Guilt is not a bad thing; it’s a sign that we have a conscience and are in touch with reality. But seeking to make amends or restitution for what we’ve done is far healthier than getting stuck in chronic guilt. It’s better to do good, than to feel bad.

Jeannette: How do you forgive an institution?

Scott Hurd: That is a complicated question! Some would insist that only people, not institutions, can be forgiven. Bernie Madoff might be forgiven by those he ripped off in his Ponzi scheme, but how might Enron be forgiven by those who lost jobs and retirement—especially since Enron no longer exists? No, it’s the Enron decision-makers who are candidates for forgiveness.

Some say that this is true of the Church as well. Then again, the Church is no ordinary institution, but is like a sacrament, meant to be a sign of God’s love to the world. It is the Body of Christ: Christ is the head, Christians are the members, and the whole body is filled with the Holy Spirit. “We are the Church,” it can be rightly said, which is why some maintain that the Church itself can be forgiven for when it reflects God’s love imperfectly, or not at all. However, the traditional understanding is that while the Church as Christ’s perfect body isn’t a candidate for forgiveness, its sinful members are.

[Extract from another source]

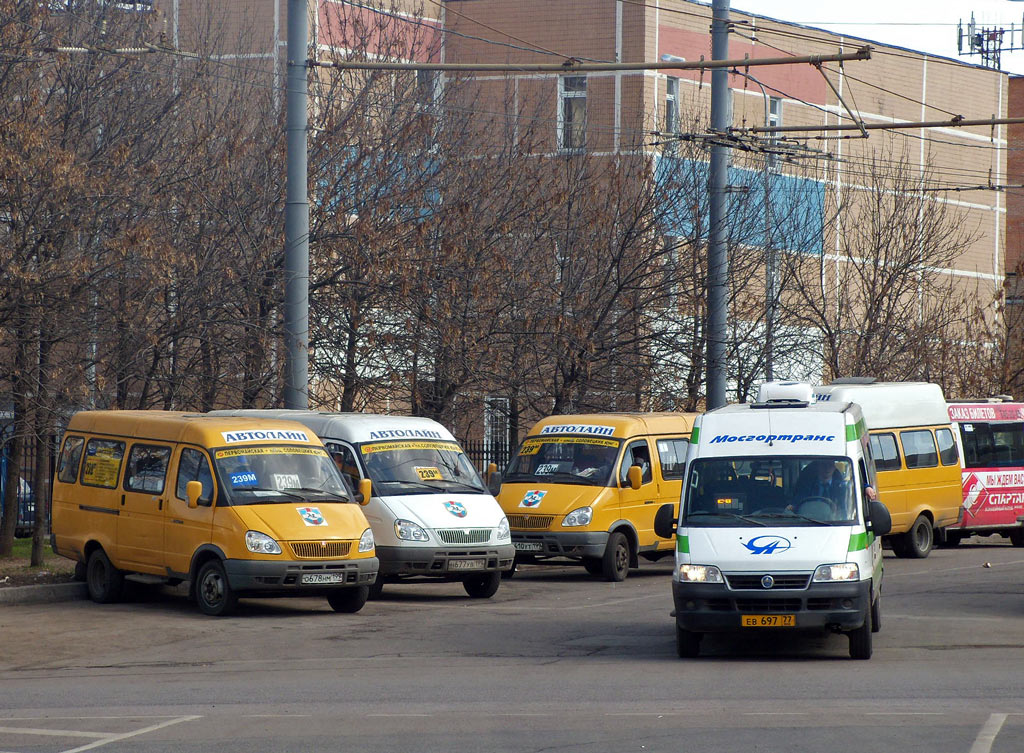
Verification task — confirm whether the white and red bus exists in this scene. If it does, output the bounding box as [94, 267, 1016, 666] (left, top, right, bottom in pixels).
[940, 398, 1024, 546]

When we’re in pain, distinctions like these may not matter much. As I say in the book, maybe who or what we forgive depends on how we’ve been hurt, and what approach will best help us heal.

Jeannette: How do people explain to others (lapsed Catholics, nonbelievers, etc.) how they can still love the Church?

Scott Hurd: That’s a hard one; there’s a lot of understandable anger toward the Church right now, especially in view of the clergy sexual abuse scandal. This scandal exemplifies the Church at its institutional worst. But even those outside the Church might be able to love it, I guess, through admiring its witness and fundamental commitment to serving the sick, the poor, and the disenfranchised- those “on the margins.” This, I believe, is the Church at its institutional best, which can elicit the admiration and support of those who themselves are not a part of it.

I think of what the French philosopher and Nobel Prize winner Albert Camus said to a Catholic audience just three years after the Second World War. Camus was certainly an agnostic, and quite possibly an atheist. But he understood that the Church could be a great force for good, and he wanted to encourage that.

Here’s what he said:

 What the world expects of Christians is that Christians should speak out, loud and clear, and that they should voice their condemnation in such a way that never a doubt, never the slightest doubt, could rise in the heart of the simplest man. […] Perhaps we cannot prevent this world from being a world in which children are tortured. But we can reduce the number of tortured children. And if you don’t help us, who else in the world can help us do this?